You may have calculated the cost of your car and insurance payments as an affordable expense. This is a great starting point. But you’ll also need to put money aside each month to cover ongoing costs and other expenses. There’s fuel consumption to consider. Plus road tax, MOT’s and servicing.
Road tax costs
Road tax is calculated depending on what band your vehicle falls into. Cars registered after March 2017 will be taxed based on the vehicle’s carbon dioxide emissions. Thereafter you will pay £140 per year for petrol or diesel vehicles. For older cars registered after February 2001 the rate of tax you pay depends on the car’s official CO2 emissions and the type of fuel it uses.
|Band||CO2 emission (g/km)||Total cost for 12 months|
|A||Up to 100||£0.00|
MOT and service costs
The costs of MOT’s and services are variable depending on the make and model of your car. If you go to an approved dealership garage for servicing then you are likely to pay a little more but your car will have a higher re-sale value for being serviced by a specialist main garage. Similarly, if you have a new car you will likely have to use an approved garage in order to maintain your warranty cover. A MOT is a legal requirement on any car aged over 3 years. Servicing is at the owner’s discretion but will help the resale value of your car and ensure it is running well.
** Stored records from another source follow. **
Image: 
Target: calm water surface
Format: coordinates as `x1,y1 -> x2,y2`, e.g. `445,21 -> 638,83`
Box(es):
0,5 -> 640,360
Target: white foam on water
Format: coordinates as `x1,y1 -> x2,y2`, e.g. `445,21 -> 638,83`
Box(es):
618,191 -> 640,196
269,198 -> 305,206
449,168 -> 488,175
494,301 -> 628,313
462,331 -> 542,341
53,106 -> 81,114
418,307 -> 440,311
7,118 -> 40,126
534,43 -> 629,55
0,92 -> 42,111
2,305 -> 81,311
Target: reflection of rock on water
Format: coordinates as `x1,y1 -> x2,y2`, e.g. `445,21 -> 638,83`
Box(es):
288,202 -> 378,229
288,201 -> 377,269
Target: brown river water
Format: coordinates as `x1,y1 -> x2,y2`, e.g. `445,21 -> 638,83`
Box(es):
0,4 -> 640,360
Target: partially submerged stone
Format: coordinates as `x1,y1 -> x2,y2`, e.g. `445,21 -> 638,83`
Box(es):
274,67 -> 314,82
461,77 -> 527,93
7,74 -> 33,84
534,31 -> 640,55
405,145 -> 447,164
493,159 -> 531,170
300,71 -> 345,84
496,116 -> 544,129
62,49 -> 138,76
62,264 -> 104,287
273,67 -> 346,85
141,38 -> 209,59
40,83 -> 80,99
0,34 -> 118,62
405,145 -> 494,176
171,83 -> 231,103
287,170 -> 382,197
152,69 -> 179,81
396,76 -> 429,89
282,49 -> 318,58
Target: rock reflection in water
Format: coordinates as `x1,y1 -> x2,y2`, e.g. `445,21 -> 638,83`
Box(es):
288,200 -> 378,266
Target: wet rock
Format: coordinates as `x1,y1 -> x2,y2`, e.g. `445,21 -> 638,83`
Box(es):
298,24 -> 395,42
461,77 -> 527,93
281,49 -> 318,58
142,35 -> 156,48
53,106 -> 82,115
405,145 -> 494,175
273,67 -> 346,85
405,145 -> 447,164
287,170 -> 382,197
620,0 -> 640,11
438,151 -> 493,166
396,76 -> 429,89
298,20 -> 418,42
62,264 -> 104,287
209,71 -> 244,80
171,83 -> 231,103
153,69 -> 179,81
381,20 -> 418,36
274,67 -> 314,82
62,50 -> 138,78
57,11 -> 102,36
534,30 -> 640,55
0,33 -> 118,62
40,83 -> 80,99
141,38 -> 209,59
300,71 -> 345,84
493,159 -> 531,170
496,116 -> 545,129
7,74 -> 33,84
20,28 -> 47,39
For reference, a full service will cost anywhere from £150 depending on the make and model of car. This does not include any replacement parts that need to be fitted as a result. A MOT test will cost between £30 and £50 without including any replacement parts detected as necessary in order to pass the vehicle. It’s a good idea to also get an interim service for your car if you can. This helps ensure your vehicle is always topped up and running smoothly. Interim services cost between £70 to £200.
Overall costs new drivers need to think about
According to research by comparethemarket.com, the combined costs of purchasing a car and associated expenses, including insurance, maintenance, breakdown cover and petrol, mean that new drivers between 17-24 year old drivers spend over £4,750 in the first year of owning a car. And then £2,200 every year after that.
All things considered, car ownership can be an expensive minefield. Where possible ensuring you minimise the risk of expensive repairs can help you budget better. Purchasing or leasing a newer car complete with a manufacturer’s warranty will help you avoid nasty surprises.
Leasing a car can help you to budget better.
You will pay a fixed monthly fee to hire a brand new car. A brand new car comes with perks such as a warranty. This is usually for the duration of the lease. Meaning that any major faults or problems with the vehicle will not be chargeable to you. Instead, the manufacturer will repair the vehicle parts covered under warranty. Another perk is that newer cars have lower emissions and better fuel economy. This will reduce your cost of road tax and the amount you spend on fuel too.
New cars don’t require an MOT in the first 3 years either, so this is another cost saved by choosing to lease a new car over buying second hand. Whatever you decide, be sure to weigh up the pros and cons of leasing vs buying a car and make a decision based on your situation.